GR_2020 <- meteo_19_20 %>%
mutate(Year = year(Fecha)) %>%
filter(Year == 2020) %>%
select(Fecha,Rad)
Then we are going to filter the data from 2020 in calidadaire database (already customized with a column for the Year for previous exercises) and we are going to add a new column with the Date.
O3_2020 <- calidadaire %>%
mutate(Fecha = date(Fecha_Hora)) %>%
filter(Year == 2020) %>%
select(Fecha, O3)
Once we have the info we want in O3_2020, we are going to calculate the daily average and extract this values related to the date
AverageO3 <- O3_2020 %>%
group_by(Fecha) %>%
summarize(O3_average= mean(O3,na.rm=TRUE))
We have to merge both data frames by the common column “fecha”
O3_GR_2020 <- merge(GR_2020, AverageO3, by="Fecha")
Now that we have average O3 and global radiation in same data frame, we are going to plot them using a linear fit and a smooth fit
figure5 <- O3_GR_2020 %>%
ggplot(aes(x=Rad, y=O3_average)) +
geom_point() +
geom_smooth(method='lm', level=0.5, color="aquamarine4")+
geom_smooth(level=0.5, color="brown4") +
labs(title = "Daily average of Ozone vs Global Radiation for 2020") +
theme(plot.title=element_text(hjust=0.5)) +
xlab("Global Radiation") + ylab("Average O3") +
theme_minimal()
figure5
Last step in this exercise is obtaining the equation of the
corresponding linear model (Ozone in term of Global Radiation)
so Global Radiation is the predictor and Ozone
is the response. The linear model above is achieved by using
the lm() function and the output by
summary()function on the model.
linear_model <- lm(O3_average ~ Rad, data = O3_GR_2020)
summary(linear_model)
##
## Call:
## lm(formula = O3_average ~ Rad, data = O3_GR_2020)
##
## Residuals:
## Min 1Q Median 3Q Max
## -34.530 -9.452 0.583 10.006 32.214
##
## Coefficients:
## Estimate Std.

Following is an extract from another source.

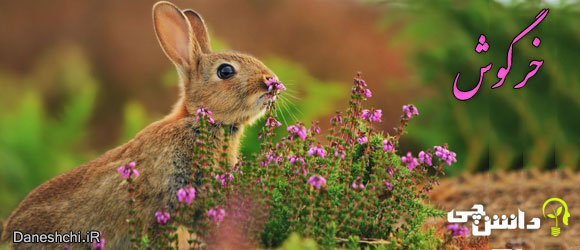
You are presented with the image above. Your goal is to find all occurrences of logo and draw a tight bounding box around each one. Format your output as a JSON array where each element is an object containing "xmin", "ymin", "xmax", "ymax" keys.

Error t value Pr(>|t|)
## (Intercept) 38.737548 1.406865 27.54 <2e-16 ***
## Rad 0.092425 0.007389 12.51 <2e-16 ***
## ---
## Signif. codes: 0 '***' 0.001 '**' 0.01 '*' 0.05 '.' 0.1 ' ' 1
##
## Residual standard error: 13.62 on 364 degrees of freedom
## Multiple R-squared: 0.3006, Adjusted R-squared: 0.2987
## F-statistic: 156.4 on 1 and 364 DF, p-value: < 2.2e-16
Interpretation:
Estimated regression line equation can be written as follow: Ozone = 38.737548 + 0.092425*Rad. From the residuals we see that the median is close to 0 and that the Min and Max values are similar in absolute values. As the p-value obtained is <2e-16 (using an alpha level of 0.05) we can say that Global Radiation (predictor variable) is significantly associated to Ozone (response variable), or in other words, that Global Radiation is a statistically significant predictor (based also on *** signif. code).

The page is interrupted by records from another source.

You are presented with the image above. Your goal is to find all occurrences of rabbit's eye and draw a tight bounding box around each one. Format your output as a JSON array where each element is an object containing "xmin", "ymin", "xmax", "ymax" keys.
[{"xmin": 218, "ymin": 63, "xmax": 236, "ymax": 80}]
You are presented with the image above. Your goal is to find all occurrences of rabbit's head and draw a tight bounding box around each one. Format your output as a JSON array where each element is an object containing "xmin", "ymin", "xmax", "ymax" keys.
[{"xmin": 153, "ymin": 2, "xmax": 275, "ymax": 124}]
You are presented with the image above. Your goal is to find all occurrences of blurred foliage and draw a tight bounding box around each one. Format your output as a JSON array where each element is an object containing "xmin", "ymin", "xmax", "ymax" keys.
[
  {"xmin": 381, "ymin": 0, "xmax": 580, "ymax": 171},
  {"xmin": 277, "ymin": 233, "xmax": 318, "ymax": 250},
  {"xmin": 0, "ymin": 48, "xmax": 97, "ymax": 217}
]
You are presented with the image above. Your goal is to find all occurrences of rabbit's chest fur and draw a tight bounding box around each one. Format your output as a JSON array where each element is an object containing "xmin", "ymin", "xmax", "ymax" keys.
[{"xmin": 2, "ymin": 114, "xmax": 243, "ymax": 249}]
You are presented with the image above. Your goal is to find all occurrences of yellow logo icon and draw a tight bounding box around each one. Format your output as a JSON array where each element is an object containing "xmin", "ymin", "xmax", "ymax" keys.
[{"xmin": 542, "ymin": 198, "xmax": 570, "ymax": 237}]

However, the Residual Standard Error is quite high (13.62) and we know that the the lower, the best the model fits to our data. Our model also has a adjusted R2 of 0.2987 which is closer to 0 than to 1 indicating that the regression model did not explain much of the variability in the outcome.